Map showing the boundaries of the Ravensbourne locality and parish. Several historical sites are also marked including the tramway, saw mills and village settlement. Based on map data from Refs.

The locality takes its name from the parish, which in turn was named after the pastoral run belonging to a Mr Raven which was near a creek (called a bourne in many parts of England).

A reserve for camping was established in 1880 and cancelled in 1885.

A village settlement was established in the late 1880s including a post office and a half acre allotment for houses.

Ravensbourne Provisional School opened on 22 June 1891. On 1 January 1909, it became Ravensbourne State School. It closed on 31 December 1969. It was at the end of Ravensourne School Road off Post Office Road.

The school acted as a community meeting hall including for the Farmers' Association. Other additions included a general store and saw mill. The school, post office and general store are no longer in operation.
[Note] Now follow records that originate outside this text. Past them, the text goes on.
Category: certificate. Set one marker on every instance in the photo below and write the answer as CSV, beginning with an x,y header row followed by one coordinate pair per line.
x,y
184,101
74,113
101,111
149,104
Few buildings remain in the original village. The site of the school is currently owned by the University of Southern Queensland and is marked as a scientific reserve. In 2003 Reushle Cottage was moved from Post Office Road (in Ravensbourne) to Hampton to act as the visitor information centre.

=== Agriculture & Lumber ===
Evidence of an Aboriginal yam dig site can be found in Ravensbourne national park.

Logging began in the 1860s and 1870s.
By 1891 two mills serviced the area, one situated along Perseverance creek and another established circa 1891 closer to the Ravensbourne village settlement.

In 1889 when the Ravensbourne region was opened for selection, large areas were cleared for farming of maize, potatoes and dairy cows.

The rich soil has been used for a range of farming activities including vegetable and flower farming. Present day farming activities include cattle, avocados, limes and a range of other vegetables and meat products.

=== Mining ===

Gold prospecting was conducted at Bunkers Hill (located in the Ravensbourne region) in the 1870s and by 1932 the site had grown to 25 men. In 1933 deposits of gold, silver, copper and lead were discovered 22 feet (approximately 7 meters) underground. As with much of the gold mining in the Esk and Brisbane Valley regions, gold mining has remained a sideline compared to farming and grazing activities.

The region also hosts an open cut mine for Kaolin.

=== Transport ===

Early goods were transported by cart from the farms in Ravensbourne to Hampton and then by train from Hampton to Toowoomba for sale. In the 1920s trucks replaced carts for haulage to Hampton or directly to Toowoomba. Sometime after 1932 the Esk–Hampton Road became trafficable allowing access to the Brisbane Valley railway line.

Between 1907 and 1909 the Munro Tramway construction reached Ravensbourne, terminating at Bunkers Hill.
The private tramway operated until 1936 haling timber and other freight between the loading stations, saw mills and rail connection at Hampton. Very little evidence remains of the tramway as most of the tramway steel was salvaged shortly after it ceased operation. A partially restored Shay locomotive recovered from Bunkers Hill is on display near the Ravensbourne National Park.

== Demographics ==
In the , Ravensbourne had a population of 248 people.

In the , Ravensbourne had a population of 307 people.

== Education ==
There are no schools in Ravensbourne. The nearest government primary schools are Crow's Nest State School in neighbouring Crows Nest to the north-west, Geham State School in Geham to the south-west, and Murphy's Creek State School in Murphys Creek to the south-west. The nearest government secondary schools are Crow's Nest State School (to Year 10), Highfields State Secondary College in Highfields to the south-west, and Lockyer District State High School in Gatton.

== Attractions ==
There are several short walks along the Munro Tramway and a partially restored Shay locomotive is visible from Esk–Hampton Road near Ravensbourne National Park.

Picnic areas and several short walks can be found at Ravensbourne National Park and the Gus Beutel Lookout.

Camping, kangaroos and water activities can be found at Cressbrook Dam and Perseverance Dam.